Hello all. I was thinking something could probably be created in which my text messages from my tracfone would be able to be copied over to a notepad in *Windows 7* after the USB cable is plugged into the computer. I like saving my texts along with the date and time that they were sent or received and so far, I have been having to manually type them in notepad which takes several hours because the phone only allows up to *400* text messages at a time before I have to start deleting the older messages so that new ones can be received.

I checked with Tracfone and they said that upgrading the SD card within the phone will not increase the amount of text messages that can be received or saved. So it looks like the total is going to stay at 400, sigh.
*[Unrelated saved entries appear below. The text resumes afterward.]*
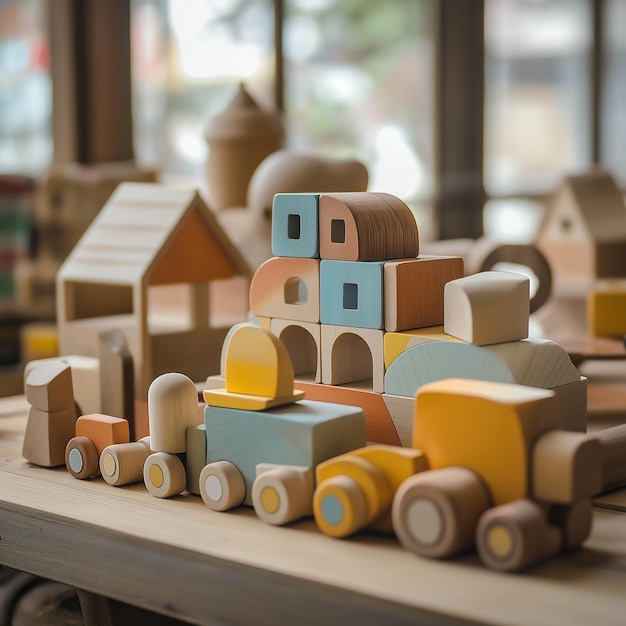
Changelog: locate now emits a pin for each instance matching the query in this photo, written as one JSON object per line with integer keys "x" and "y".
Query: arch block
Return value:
{"x": 295, "y": 231}
{"x": 488, "y": 307}
{"x": 366, "y": 226}
{"x": 351, "y": 294}
{"x": 353, "y": 356}
{"x": 437, "y": 360}
{"x": 287, "y": 288}
{"x": 303, "y": 341}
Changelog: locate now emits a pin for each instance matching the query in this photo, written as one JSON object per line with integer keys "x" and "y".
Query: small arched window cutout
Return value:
{"x": 296, "y": 291}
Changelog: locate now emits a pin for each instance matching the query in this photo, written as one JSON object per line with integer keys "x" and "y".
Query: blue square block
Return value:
{"x": 351, "y": 293}
{"x": 295, "y": 230}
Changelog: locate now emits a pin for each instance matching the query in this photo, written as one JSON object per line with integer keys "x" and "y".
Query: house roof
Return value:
{"x": 150, "y": 233}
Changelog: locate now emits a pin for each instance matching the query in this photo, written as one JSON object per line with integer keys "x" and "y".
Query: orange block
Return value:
{"x": 103, "y": 430}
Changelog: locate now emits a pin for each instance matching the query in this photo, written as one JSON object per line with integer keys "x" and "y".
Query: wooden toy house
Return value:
{"x": 583, "y": 235}
{"x": 151, "y": 244}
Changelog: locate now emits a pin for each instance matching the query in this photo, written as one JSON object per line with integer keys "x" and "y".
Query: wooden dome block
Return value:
{"x": 353, "y": 356}
{"x": 351, "y": 294}
{"x": 304, "y": 433}
{"x": 488, "y": 307}
{"x": 485, "y": 426}
{"x": 414, "y": 290}
{"x": 47, "y": 435}
{"x": 49, "y": 388}
{"x": 303, "y": 341}
{"x": 103, "y": 430}
{"x": 366, "y": 226}
{"x": 287, "y": 287}
{"x": 295, "y": 231}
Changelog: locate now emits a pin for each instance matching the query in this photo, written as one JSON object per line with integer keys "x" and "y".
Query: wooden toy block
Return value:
{"x": 172, "y": 408}
{"x": 613, "y": 442}
{"x": 351, "y": 294}
{"x": 107, "y": 279}
{"x": 49, "y": 386}
{"x": 85, "y": 380}
{"x": 515, "y": 535}
{"x": 303, "y": 341}
{"x": 486, "y": 308}
{"x": 195, "y": 459}
{"x": 606, "y": 308}
{"x": 164, "y": 475}
{"x": 353, "y": 356}
{"x": 413, "y": 292}
{"x": 282, "y": 493}
{"x": 485, "y": 426}
{"x": 103, "y": 430}
{"x": 295, "y": 230}
{"x": 304, "y": 433}
{"x": 122, "y": 463}
{"x": 574, "y": 521}
{"x": 259, "y": 373}
{"x": 47, "y": 435}
{"x": 222, "y": 486}
{"x": 437, "y": 360}
{"x": 435, "y": 513}
{"x": 379, "y": 422}
{"x": 288, "y": 288}
{"x": 293, "y": 171}
{"x": 117, "y": 379}
{"x": 366, "y": 227}
{"x": 81, "y": 458}
{"x": 566, "y": 467}
{"x": 395, "y": 343}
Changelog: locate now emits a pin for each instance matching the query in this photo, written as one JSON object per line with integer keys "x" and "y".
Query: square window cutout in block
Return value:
{"x": 350, "y": 296}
I was thinking that perhaps a desktop application could be created with 3 buttons on it. One that will be connected to the Sent folder in the phone. One for the Drafts folders, and the last for the Inbox folder. After clicking the button for each one, it will then transfer all messages over to notepad automatically after it recognizes the phone being plugged into the computer.

The tracfone uses a java based operating system and I found that it will accept the installation of .jar apps. So *I was thinking maybe an app could be created for the phone to communicate with the desktop application somehow and will help transfer the messages?*

Do you all have any other kind of ideas that could work in a similar fashion? Would it be easier to have the messages somehow sent over to an email account and saved that way instead?

I am open to your all's suggestions or ideas about this. The tracfone is an LG 306G and more information about it can be found here. It is the standard Java OS that most tracfones come with.

http://tracfonereviewer.blogspot.com/2014/04/lg-306g-tracfone-review.html

Thank you for your help!


----------